Last week, I was in Arippu parish (all of them were displaced on 1st Sept 2007 and were allowed to go back after 21 months in June 2009) in the Mannar diocese. I was touched when I heard that the Parish Priest and several parishioners had gone to Madhu to do shramadana, to clean up the Shrine area in preparations for the feast, even when their own houses, livelihoods and properties are in disarray, destroyed or looted and there is hardly any assistance to help them rebuild their lives.
I saw that the whole diocese of Mannar is involved in caring for tens of thousands of orphaned children, elderly, disabled, seriously injured men, women and children and separated families. Injured people are being hosted and being cared for in the Bishop’s House, parishes, hospitals and other institutions. The Mannar diocese is also involved in feeding and providing assistance tens of thousands of people now being detained in camps. Most of the people I talked to, including the Bishop, priests, religious seemed to have relatives killed, injured or detained. Despite all these, the diocese is doing their best to welcome all pilgrims, including Sinhalese from the South, to their diocese and the Madhu Shrine.
These hands of friendship that the Tamil Catholics in the Diocese of Mannar is extending towards all that want to come to Madhu this August, despite the pain they continue to bear and the overwhelming burdens they face, gave me hope that Madhu feast could still be significant step towards reconciliation.
Towards a meaningful Madhu feast
However, there will also have to be meaningful steps taken by others who are attached to Our Lady of Madhu, especially Sinhalese Catholics in the South.

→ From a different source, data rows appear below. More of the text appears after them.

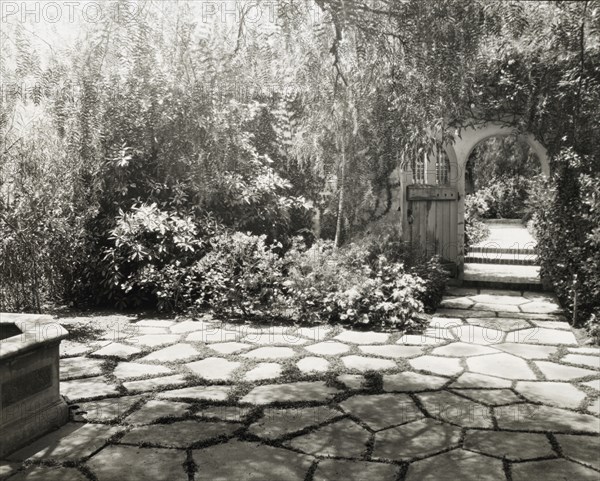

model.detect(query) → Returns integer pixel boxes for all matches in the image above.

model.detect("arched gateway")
[386,121,550,279]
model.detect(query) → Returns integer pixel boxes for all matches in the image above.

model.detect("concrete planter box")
[0,313,69,459]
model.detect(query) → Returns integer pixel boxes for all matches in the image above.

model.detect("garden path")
[0,288,600,481]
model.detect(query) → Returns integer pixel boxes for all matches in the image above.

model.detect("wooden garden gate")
[404,149,462,275]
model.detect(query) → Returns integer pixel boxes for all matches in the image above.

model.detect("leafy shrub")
[467,176,532,219]
[102,204,219,309]
[356,228,449,312]
[464,194,490,250]
[191,232,283,314]
[284,236,432,330]
[529,150,600,330]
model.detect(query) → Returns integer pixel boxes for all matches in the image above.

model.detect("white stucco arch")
[445,121,550,279]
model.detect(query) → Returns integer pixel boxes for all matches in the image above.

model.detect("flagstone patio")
[0,288,600,481]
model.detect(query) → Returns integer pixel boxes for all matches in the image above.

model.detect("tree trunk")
[334,134,346,249]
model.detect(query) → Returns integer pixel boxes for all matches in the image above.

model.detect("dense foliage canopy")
[0,0,600,328]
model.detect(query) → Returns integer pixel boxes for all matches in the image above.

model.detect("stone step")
[465,252,537,266]
[463,263,545,291]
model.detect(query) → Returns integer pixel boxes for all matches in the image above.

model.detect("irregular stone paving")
[0,288,600,481]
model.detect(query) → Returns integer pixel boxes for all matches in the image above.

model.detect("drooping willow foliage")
[0,0,600,309]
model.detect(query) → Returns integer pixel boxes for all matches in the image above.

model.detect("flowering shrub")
[191,232,283,314]
[284,241,425,330]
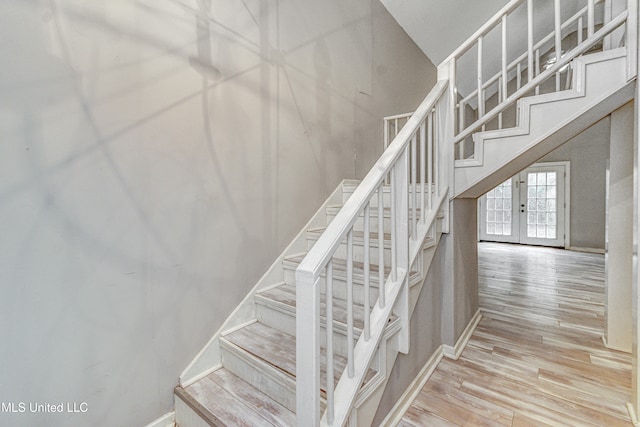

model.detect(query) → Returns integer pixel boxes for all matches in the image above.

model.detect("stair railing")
[296,80,453,426]
[438,0,637,160]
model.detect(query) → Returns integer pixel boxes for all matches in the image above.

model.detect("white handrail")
[453,10,628,144]
[296,80,449,283]
[460,0,602,104]
[440,0,525,65]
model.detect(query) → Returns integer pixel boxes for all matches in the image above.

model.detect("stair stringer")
[348,224,444,427]
[454,48,634,198]
[179,180,350,387]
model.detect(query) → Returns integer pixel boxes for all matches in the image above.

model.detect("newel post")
[296,270,320,427]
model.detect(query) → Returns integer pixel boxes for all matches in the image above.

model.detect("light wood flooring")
[399,243,631,427]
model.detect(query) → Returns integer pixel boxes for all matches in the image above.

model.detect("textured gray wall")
[373,199,479,425]
[539,116,611,249]
[0,0,435,426]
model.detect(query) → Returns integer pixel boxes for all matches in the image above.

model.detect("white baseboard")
[442,310,482,360]
[380,346,443,427]
[566,246,604,254]
[145,411,176,427]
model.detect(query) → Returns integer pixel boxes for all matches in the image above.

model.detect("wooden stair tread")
[307,227,391,248]
[223,322,376,390]
[176,368,296,426]
[257,283,396,332]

The jubilations of flag raising, eating kiribath, paying homage to the military etc., was visibly absent in the diocese of Mannar and what I saw instead was grief, sadness and pain everywhere. As Sinhalese Catholics from the South go to our Our Lady of Madhu, I believe it is essential to be sensitive to this reality. Glorifying the war and those who caused untold suffering will not towards reconciliation.
I’m aware that many people, Catholics as well as people of other faiths, have been collecting material aid for those now held captive in camps, and there have been many who have volunteered to serve those held captive in camps, those in hospitals and other locations. However, while such charity and generosity is much needed and appreciated, most of the people now held captive are not beggars, but rather, those who had lived dignified lives as farmers, fisherfolk, government servants, teachers etc. Many have friends and relatives willing to take care of them, in whose houses they will feel at home, and be comfortable, both mentally and physically.
Therefore, to me, the most meaningful way to celebrate the Madhu feast would be to at least now, raise our voices to free the Tamil civilians, who are so close, yet so far from the Madhu Shrine. So far because they are detained behind barbed wire and not allowed to go the few kilometers. And perhaps to raise our voices to find the truth of what happened in the last few months of the war and ensure justice, without letting the Madhu feast be used to hide the immense suffering and pains people in the North had to undergo and are still undergoing.
Will Sinhalese Catholics be content to celebrate the feast of Our Lady of Madhu on their own, or are we ready to try to do our utmost to ensure that our Tamil brothers and sisters now held captive are set free, and will be able to join us to celebrate the Madhu feast as children of Our Lady of Madhu?